13. Mama

47 4 0
                                    

Gevan merasa dirinya semakin membaik. Kesibukan sehari-harinya tidak pernah berubah. Ia bangun untuk melakukan aktivitas seperti biasanya, pergi ke sekolah, merapikan rumah lalu ia masih menyempatkan diri untuk belajar. Dan Gevan tidur untuk mencari ketenangannya.

Rasa sesak yang Gevan rasakan semakin berkurang dalam berjalannya waktu. Walaupun ada masanya di mana rasa sesak itu kembali seperti akan merenggut nyawanya.

Namun lingkar hitam di matanya mulai terlihat, karena Gevan selalu memaksakan diri untuk belajar. Sebenarnya bukan memaksakan diri, justru Gevan memanfaatkan itu dengan belajar untuk mengisi waktunya kala ia tak bisa tidur di malam hari. Tapi setidaknya dengan cara itu Gevan dapat membuat dirinya lelah dan akhirnya bisa tertidur pulas.

Tapi kalau batuk berdarahnya...

Kringgg!

Gevan menoleh ke arah ponselnya saat mendengar pengingat waktu untuk minum obat. Gevan mematikan alarm itu dan beranjak dari kasur setelah meletakkan pulpen di atas meja.

Gevan membuka laci mejanya, mengambil botol obat dan mengeluarkan tiga butir obat dengan masing-masing memiliki manfaat yang berbeda. Namun saat hendak memasukkan benda pahit itu ke dalam mulutnya, Gevan teringat sesuatu yang membuatnya tidak jadi meminum obatnya.

"Gue belum makan..." lirih Gevan. Ya, dia belum makan siang karena sangat sibuk pada buku-buku tugasnya.

Setelah melihat jam dinding, Gevan meletakkan kembali obatnya ke laci. Lalu dia melangkah keluar kamarnya menuju dapur untuk memasak makanan. Mengharapkan Cheryl untuk memasak seperti halnya tugas seorang istri, itu adalah kesalahan besar. Gadis itu tidak pernah menyentuh dapur jika bukan untuk kepentingan dirinya sendiri. Kasarnya, Cheryl tidak pernah menyumbangkan sedikit tenaganya untuk repot-repot membuatkan Gevan makanan, walaupun hanya sesuap nasi.

Gevan membuka laci yang ada di dapur, mencari bahan-bahan untuk memasak makanan yang simpel tapi setidaknya bisa dinikmati. Mata laki-laki itu melirik ke arah wastafel, kosong. Tidak ada piring atau gelas kotor di sana. Gevan tau kalau itu artinya Cheryl belum makan siang juga.

Gevan tidak pernah membalas perbuatan tidak baik istrinya dengan perbuatan yang sama. Kebencian Cheryl terhadap dirinya ia maklumi sepenuhnya. Cheryl yang tidak bisa menerima kehadirannya juga benar-benar ia maklumi. Karena semua sifat dan perbuatan Cheryl terhadapnya juga terjadi karena Gevan sendiri.

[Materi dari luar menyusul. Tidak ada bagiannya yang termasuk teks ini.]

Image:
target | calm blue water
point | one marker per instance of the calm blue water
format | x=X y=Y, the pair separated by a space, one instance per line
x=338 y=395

Gevan sibuk memasak di dapur, ia memutuskan untuk membuat dua porsi makanan. Mau atau tidaknya Cheryl menerima makanan darinya, itu hak Cheryl sendiri. Gevan tidak pernah memaksa sesuatu yang nantinya akan membuat istrinya semakin membenci dirinya.

Juga, berterimakasih pada ibunya yang dulu selalu mengajarkan tentang cara memasak.  Ibunya selalu bilang jikalau suatu saat Gevan akan tinggal sendiri, ia tidak akan kesulitan untuk menjalani hidupnya. Tak disangka semua perkataan ibunya terjadi saat ini. Gevan bisa menjalani hidupnya sendiri di bawah nasihat dan ilmu dari ibunya.

Walaupun Gevan kecil dengan pikiran polosnya saat itu selalu berkata bahwa memasak adalah tugas perempuan. Dan jika dia menikah, yang memasak bukanlah dia, melainkan istrinya. Tapi lagi-lagi tak disangka ternyata yang ia lontarkan itu tidak terjadi dalam hidupnya. Menikah atau pun tidak, Gevan mengurus dirinya sendiri tanpa bantuan tangan dari istrinya.

Makanan siap, dua piring nasi goreng sudah tersaji di atas meja. Gevan membuka kulkas untuk mengambil sebotol air. Kebetulan saat itu juga suara langkah kaki terdengar menuruni tangga. Gevan melirik dan melihat Cheryl datang dengan setelan baju yang rapi.

Tak butuh banyak bertanya, hanya dengan melihat jam saja Gevan sudah tau ke mana istrinya akan pergi. "Mau ke tempat les?"

"Hm," Gadis itu menjawab dengan acuh. Tampak enggan bersuara sedikit pun untuk menjawab pertanyaan Gevan dengan benar.